Wednesday, July 7, 2010

"Bliss" by Peter Carey

Bliss is by Australian author Peter Carey and was first published in 1981.  I really had to wrestle with this book for about the first third of its length and I think it is pretty safe to say that if I was not blogging about books I would probably have abandoned all efforts to try and get through it.  I am very glad I persevered, if only for reasons of pride originally,  because this is a truly unique reading experience that will stay with me for some time.

The premise that begins the novel is simple enough.  Harry Joy, a successful advertising executive dies on his front lawn from heart failure.  Harry witnesses his own death and is brought back to life through medical intervention.  What unfolds is the truly strange journey of Harry trying to make sense of his life.
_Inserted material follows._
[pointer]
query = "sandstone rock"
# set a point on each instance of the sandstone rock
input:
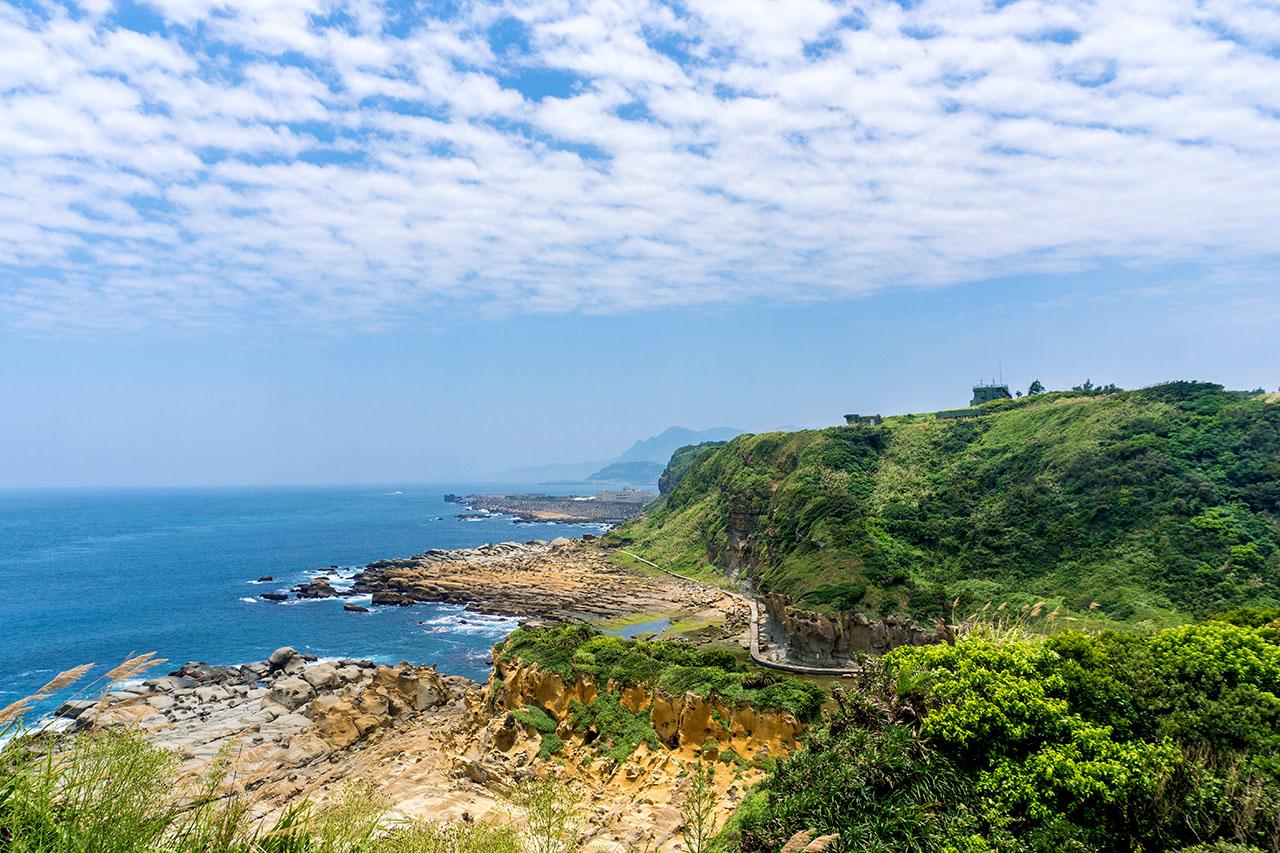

Bliss can be described as a modern fable.  The settings and characters in Bliss are painfully real.  But there is a surreal mythical cast to the whole narrative.  It is like we see much of what is happening through a fugue.  You can see the immediate action clearly enough but everything else is very blurred at the edges.  I found this unsettling.  The tone changes towards the end of the book and more depth is given to descriptions of place.  I am sure this is all very deliberate as Harry, after much torment, comes to find his own sense of place.

This is a difficult novel for many reasons.  One that stands out for me is that most of the characters, including Harry I found to be unlikeable and distasteful.  Again I am sure this is part of Carey's point.  After all, for most of the novel Harry believes he is in hell.  Harry's wife and children are awful.  I could go on and on about this but I won't.  Except to say that I ended up feeling that perhaps Bettina, Harry's desperate, frustrated and mercenary wife was not supposed to be interpreted as a real person after all.  Maybe she is meant to be seen as everything that is wrong with a society that is hell bent on a consumerism frenzy.  To this end I found it interesting to note that the novel was published in the early 1980s and perhaps Carey is predicting the greed fuelled financial crash of that decade.

One of the things that kept me going through this dark strange tale was Carey's seriously beautiful and accomplished writing,  For instance:

There was toughness in Harry Joy you may not have yet suspected, and although he appears, lying between the sheets of his hospital bed, surrounded by food and friends, to be mushy, soft, like a rotten branch you think you can crack with a soft tap of your axe, you will find, beneath that soft white rotted sapwood, something unexpected: a long pipe of hard redwood which will, after all, take a good saw and some sweat if you are going to burn it.  p36

And this insightful use of simile and metaphor just goes on and on throughout the book to breathtaking effect:

Yes he had been happy.  Of course he'd been happy.  But he had always been happy in the expectation that something else would happen, some wonderful unnamed thing which he was destined for, some quivering butterfly dream soaked in sunlight in a doorway.  p.45

I mean, who can write like that?  Isn't it to die for?

There are many elements to this story.  Too many to try and cover here.  It has the quality of a genuine adult fairy tale or fable.  I found combining the adult with the fairy tale style disturbing at times.  It is like a fairy tale because awful things happen suddenly, without preamble, as in children's fairy tales.  There are also strong strains of good, evil, and hoped for redemption, that feel like a moral story or fable.  Some of Carey's descriptions are not for the faint hearted.  I found myself a bit "grossed out" occasionally as he graphically depicts the more base side of some of his characters.  Again I am sure this is done deliberately to unsettle the reader.  It adds to the "hell" experience I am sure.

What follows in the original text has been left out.